For many years, Magistretti was art director and chief designer of the Oluce company. Conferring his unmistakable stamp and a legacy of worldwide recognition. Kuta, Lester. Nara, Idomeneo, Pascal. Dim, Sonora. Snow, and especially Atollo – all became names that instantly called to mind the corresponding product. Atollo even became a sort of template. A graphic silhouette that immediately rendered the concept of a “lamp”.
Artemide – FontanaArte
Vico Magistretti designed many lamps and items for Artemide. You can find them here in the catalogues. The Dalù table lamp. The Eclisse table lamp. The Mezzachimera table lamp. To name a few. He also designed several lamps for FontanaArte. You can also find them here in the catalogues.
Vico Magistretti Foundation
Via Conservatorio, 20, 20122 Milano, Italy
Visit the studio museum and discover more about Vico Magistretti work as designer and architect. The studio museum is open on Tuesday, Thursday and Saturday. More info on the website of the museum. http://www.vicomagistretti.it/en/museum/practical
For many years now, Atollo has no longer been a lamp, or rather, it has no longer been just a lamp. It has become a myth, an icon. One of the best know symbols of Italian design worldwide. One of the very few products which people recognize and call with its own name.
“Designed by Vico Magistretti in 1977, it was awarded the Compasso d’Oro in 1979. It became, since then, part of the permanent collections of the world’s major museum of design. As well as part of the furniture of many homes of those who love and are able to select the things surrounding them.
Atollo’s secret probably lies in the geometrical construction of its shapes: the cone on the cylinder and the semi-sphere above all. A luminous sculpture from which nothing can be removed to which nothing can be added. And which nothing can copy.”
The Oluce company was founded in 1945 by Giuseppe Ostuni. It is the oldest Italian design company in the illumination sector still in operation today. The company received numerous awards over the years.
Designers that worked for the company, are among others: Achille, Livio and Pier Giacomo Castiglioni, Franco Buzzi, Joe and Gianni Colombo, Marco Zanuso, Tito Agnoli, Angeletti & Ruzza, Antonia Astori & Nicola De Ponti, Bruno Gecchelin, Stefano Casciani, Francesco Rota, Victor Vasilev, Ferdi Giardini, Vico Magistretti and many others.
The complete history of Oluce can be found on their website.

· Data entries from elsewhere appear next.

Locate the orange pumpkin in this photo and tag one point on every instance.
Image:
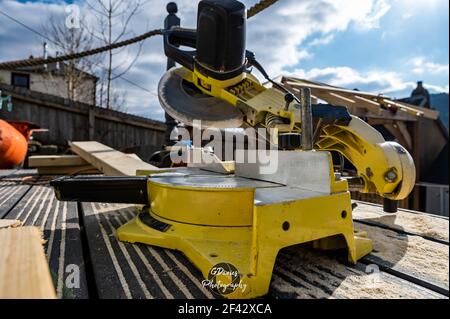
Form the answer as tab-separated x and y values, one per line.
13	146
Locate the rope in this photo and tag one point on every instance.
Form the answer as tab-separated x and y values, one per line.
78	55
260	6
257	8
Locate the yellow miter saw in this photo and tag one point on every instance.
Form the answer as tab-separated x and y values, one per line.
232	225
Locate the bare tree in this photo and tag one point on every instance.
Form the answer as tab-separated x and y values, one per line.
112	24
66	41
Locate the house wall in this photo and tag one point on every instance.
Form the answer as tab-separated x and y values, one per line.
57	85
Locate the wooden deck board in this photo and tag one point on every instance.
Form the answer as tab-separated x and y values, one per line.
413	222
124	270
11	192
59	222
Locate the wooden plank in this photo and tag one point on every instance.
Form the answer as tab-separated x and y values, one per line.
108	160
420	111
24	271
7	223
60	225
68	170
56	160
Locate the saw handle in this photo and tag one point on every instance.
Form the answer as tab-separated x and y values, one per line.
176	37
103	189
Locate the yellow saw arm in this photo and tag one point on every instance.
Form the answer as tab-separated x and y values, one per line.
385	168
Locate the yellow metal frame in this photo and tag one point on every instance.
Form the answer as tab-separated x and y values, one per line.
214	225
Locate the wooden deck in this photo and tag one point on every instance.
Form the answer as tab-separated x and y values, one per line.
411	253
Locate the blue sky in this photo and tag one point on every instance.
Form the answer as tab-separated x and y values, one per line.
383	46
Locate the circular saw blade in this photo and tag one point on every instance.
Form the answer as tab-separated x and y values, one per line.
181	100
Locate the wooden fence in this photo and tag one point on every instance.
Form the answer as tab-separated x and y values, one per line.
72	121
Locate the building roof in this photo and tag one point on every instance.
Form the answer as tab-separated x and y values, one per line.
55	68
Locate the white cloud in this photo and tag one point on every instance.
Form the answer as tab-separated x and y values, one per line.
421	65
322	40
376	81
277	36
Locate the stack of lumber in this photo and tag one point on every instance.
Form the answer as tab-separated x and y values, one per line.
61	164
24	271
91	158
108	160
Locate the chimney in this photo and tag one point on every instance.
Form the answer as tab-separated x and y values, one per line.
44	55
57	63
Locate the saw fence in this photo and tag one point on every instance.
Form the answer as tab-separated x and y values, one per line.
410	257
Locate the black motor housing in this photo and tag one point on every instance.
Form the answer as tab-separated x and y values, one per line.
221	28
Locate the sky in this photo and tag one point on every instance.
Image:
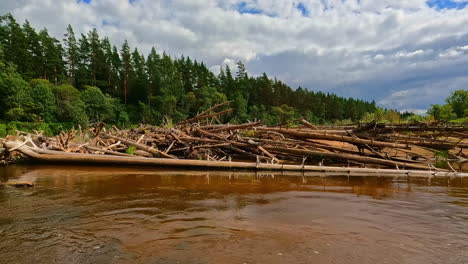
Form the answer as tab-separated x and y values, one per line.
404	54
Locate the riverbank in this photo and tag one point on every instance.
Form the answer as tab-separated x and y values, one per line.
122	215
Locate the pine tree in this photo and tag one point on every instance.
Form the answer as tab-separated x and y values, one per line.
71	54
126	69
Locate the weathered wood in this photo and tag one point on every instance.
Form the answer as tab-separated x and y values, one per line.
310	135
235	127
58	156
152	150
343	156
308	124
108	151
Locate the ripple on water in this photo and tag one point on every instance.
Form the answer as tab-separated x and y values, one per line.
124	216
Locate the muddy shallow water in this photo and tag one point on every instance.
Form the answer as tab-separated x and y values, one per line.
117	215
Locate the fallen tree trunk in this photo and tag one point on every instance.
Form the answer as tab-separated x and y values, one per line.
346	157
311	135
154	151
58	156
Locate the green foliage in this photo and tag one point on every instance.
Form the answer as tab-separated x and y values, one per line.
44	100
441	112
87	79
69	105
99	107
459	102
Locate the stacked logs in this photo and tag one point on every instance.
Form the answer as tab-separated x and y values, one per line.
204	137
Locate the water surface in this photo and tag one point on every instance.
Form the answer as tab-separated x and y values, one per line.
117	215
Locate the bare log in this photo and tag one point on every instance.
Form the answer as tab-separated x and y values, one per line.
58	156
152	150
235	127
346	157
309	135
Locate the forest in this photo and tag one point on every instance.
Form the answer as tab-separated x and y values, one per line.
85	79
56	84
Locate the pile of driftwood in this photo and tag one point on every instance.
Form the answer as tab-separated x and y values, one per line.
204	141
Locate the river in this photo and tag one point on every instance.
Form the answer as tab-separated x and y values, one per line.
128	215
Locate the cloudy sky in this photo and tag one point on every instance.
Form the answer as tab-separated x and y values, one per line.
404	54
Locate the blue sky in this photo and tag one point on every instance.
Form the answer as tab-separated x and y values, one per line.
404	54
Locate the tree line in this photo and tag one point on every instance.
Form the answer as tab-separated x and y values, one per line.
85	78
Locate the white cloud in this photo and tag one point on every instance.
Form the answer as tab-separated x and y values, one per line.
363	48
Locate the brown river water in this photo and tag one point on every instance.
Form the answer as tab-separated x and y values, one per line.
126	215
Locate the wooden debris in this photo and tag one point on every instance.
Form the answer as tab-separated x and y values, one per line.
197	141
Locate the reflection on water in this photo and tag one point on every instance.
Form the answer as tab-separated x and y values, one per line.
105	215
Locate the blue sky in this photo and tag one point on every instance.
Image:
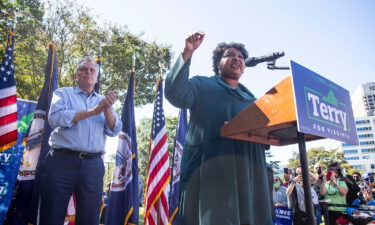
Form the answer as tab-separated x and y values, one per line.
333	38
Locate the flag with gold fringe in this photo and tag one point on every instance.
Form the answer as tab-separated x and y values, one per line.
176	166
158	171
123	204
37	143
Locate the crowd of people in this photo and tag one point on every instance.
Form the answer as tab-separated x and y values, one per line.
337	197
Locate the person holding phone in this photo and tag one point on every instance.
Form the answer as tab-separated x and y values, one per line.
335	191
296	196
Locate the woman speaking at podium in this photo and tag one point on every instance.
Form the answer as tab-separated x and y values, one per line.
223	181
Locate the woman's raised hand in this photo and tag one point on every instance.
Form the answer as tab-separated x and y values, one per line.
192	42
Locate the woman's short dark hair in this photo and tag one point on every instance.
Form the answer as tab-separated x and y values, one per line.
220	49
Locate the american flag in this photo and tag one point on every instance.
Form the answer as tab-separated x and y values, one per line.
8	99
176	167
158	175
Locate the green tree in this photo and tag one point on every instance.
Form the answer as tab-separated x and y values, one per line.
143	141
322	156
76	32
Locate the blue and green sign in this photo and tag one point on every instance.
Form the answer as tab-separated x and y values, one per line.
323	107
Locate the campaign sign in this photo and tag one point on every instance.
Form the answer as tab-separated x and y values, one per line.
323	108
283	216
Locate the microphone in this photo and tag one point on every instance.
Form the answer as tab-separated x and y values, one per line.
253	61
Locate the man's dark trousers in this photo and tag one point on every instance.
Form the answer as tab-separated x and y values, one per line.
64	174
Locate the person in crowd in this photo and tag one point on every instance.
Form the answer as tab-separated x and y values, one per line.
320	208
279	193
319	174
353	188
288	176
81	119
335	191
223	181
366	215
296	198
357	177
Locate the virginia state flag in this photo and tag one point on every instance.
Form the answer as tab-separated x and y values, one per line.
177	155
37	143
123	205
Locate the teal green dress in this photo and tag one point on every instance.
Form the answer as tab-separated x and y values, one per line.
223	181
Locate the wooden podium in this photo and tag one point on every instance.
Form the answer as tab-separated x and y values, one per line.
269	120
272	120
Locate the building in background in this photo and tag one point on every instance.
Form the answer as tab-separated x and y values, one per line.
363	100
362	157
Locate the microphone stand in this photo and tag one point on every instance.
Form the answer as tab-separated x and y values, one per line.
271	66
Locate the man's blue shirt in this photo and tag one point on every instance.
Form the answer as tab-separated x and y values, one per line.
87	135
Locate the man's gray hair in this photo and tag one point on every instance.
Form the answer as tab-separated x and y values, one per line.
87	59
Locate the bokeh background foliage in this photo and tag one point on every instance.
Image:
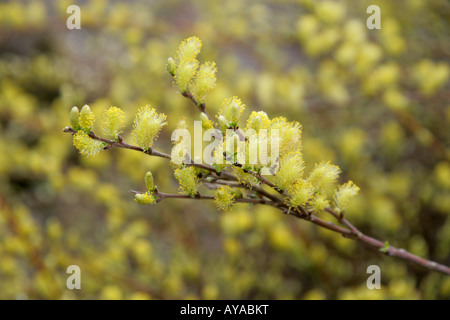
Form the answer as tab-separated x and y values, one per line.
375	102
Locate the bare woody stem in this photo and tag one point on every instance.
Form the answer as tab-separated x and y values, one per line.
346	229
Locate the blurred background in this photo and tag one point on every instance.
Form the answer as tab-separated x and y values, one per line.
374	102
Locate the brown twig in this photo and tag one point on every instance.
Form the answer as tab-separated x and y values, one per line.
347	229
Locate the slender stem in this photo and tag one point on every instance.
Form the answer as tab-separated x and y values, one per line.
347	229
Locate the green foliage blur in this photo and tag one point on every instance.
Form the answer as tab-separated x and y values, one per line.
374	102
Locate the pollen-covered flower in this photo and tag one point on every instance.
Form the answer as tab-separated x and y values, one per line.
232	109
243	177
149	184
223	123
258	120
291	169
206	123
145	198
87	146
224	198
290	135
184	73
188	50
113	121
318	203
300	193
323	175
344	194
188	180
146	126
74	117
204	81
86	119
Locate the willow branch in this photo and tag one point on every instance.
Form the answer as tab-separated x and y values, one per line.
347	229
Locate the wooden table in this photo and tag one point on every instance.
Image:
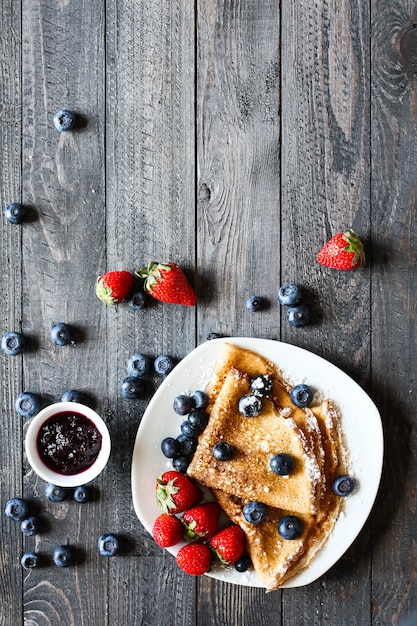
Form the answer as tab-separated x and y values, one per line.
233	138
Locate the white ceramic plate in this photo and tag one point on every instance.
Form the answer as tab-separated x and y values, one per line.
361	425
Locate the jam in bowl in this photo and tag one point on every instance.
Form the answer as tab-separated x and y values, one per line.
67	444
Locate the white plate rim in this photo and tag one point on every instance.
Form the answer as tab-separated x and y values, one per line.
361	425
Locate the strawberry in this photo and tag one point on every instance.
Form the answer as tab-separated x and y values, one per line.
175	492
228	544
194	559
167	530
343	251
113	287
201	521
168	283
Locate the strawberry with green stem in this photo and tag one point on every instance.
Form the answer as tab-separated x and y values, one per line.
344	251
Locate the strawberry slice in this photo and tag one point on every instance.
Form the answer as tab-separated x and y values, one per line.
167	282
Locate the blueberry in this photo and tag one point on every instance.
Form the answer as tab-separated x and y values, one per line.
243	564
189	430
180	463
187	445
164	364
13	343
54	493
282	464
132	388
290	527
27	404
254	512
108	545
250	405
261	385
169	447
17	509
61	334
139	365
302	395
182	404
290	295
343	485
138	301
223	451
199	399
212	335
299	315
64	556
15	213
29	560
73	395
255	303
198	419
30	526
64	120
81	494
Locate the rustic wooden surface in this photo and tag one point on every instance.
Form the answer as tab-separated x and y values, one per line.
233	137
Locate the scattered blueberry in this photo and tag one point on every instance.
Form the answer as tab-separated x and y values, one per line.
164	364
15	213
250	405
64	120
181	463
282	464
212	335
27	404
223	451
199	399
30	526
182	404
290	295
290	527
255	303
108	545
299	315
81	494
61	334
243	564
73	395
198	419
261	385
29	560
138	301
302	395
139	365
54	493
170	447
132	388
17	509
64	556
343	485
254	512
187	445
13	343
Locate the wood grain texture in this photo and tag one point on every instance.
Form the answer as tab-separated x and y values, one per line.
394	235
11	309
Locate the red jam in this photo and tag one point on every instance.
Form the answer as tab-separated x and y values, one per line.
68	443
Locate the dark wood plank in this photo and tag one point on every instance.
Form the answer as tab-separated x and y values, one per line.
394	238
238	132
11	309
63	177
150	199
326	188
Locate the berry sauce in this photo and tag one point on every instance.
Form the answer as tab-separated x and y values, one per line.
68	443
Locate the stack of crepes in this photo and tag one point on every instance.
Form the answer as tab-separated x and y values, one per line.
312	436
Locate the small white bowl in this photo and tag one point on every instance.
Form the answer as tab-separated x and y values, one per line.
38	464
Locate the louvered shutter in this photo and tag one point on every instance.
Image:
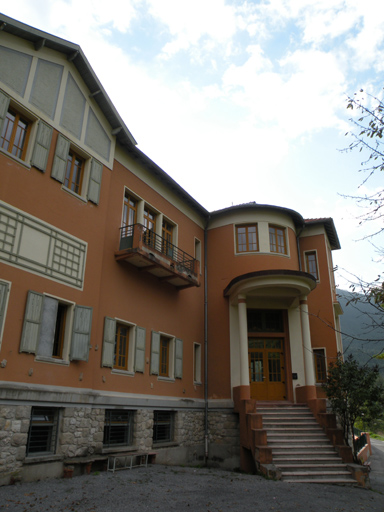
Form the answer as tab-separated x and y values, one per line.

Drawing taken from the Dutch 1982 book: Chriet Titulaer – Computers. Wat moet je er mee? (Computers. What should you do with it?) – The office of the future has a computer on every desk (in the year 2000).
Lamps in the movies!
The Oluce Atollo table lamp was used as a prop in the 2017 legal drama film Roman J. Israel, Esq. A movie written and directed by Dan Gilroy. Starring Denzel Washington, Colin Farrell, and Carmen Ejogo.
An Oluce Atollo table lamp was used as a prop in the 2014 action thriller film The November Man. Starring Pierce Brosnan, Luke Bracey and Olga Kurylenko.
The Oluce Atollo table lamp was used as a prop in the 2009 political thriller film The International. Starring Clive Owen and Naomi Watts.
An Oluce Atollo table lamp together with a Panthella floor and table lamp were used in Belgium and The Netherlands for an Auping publicity on their website in 2019.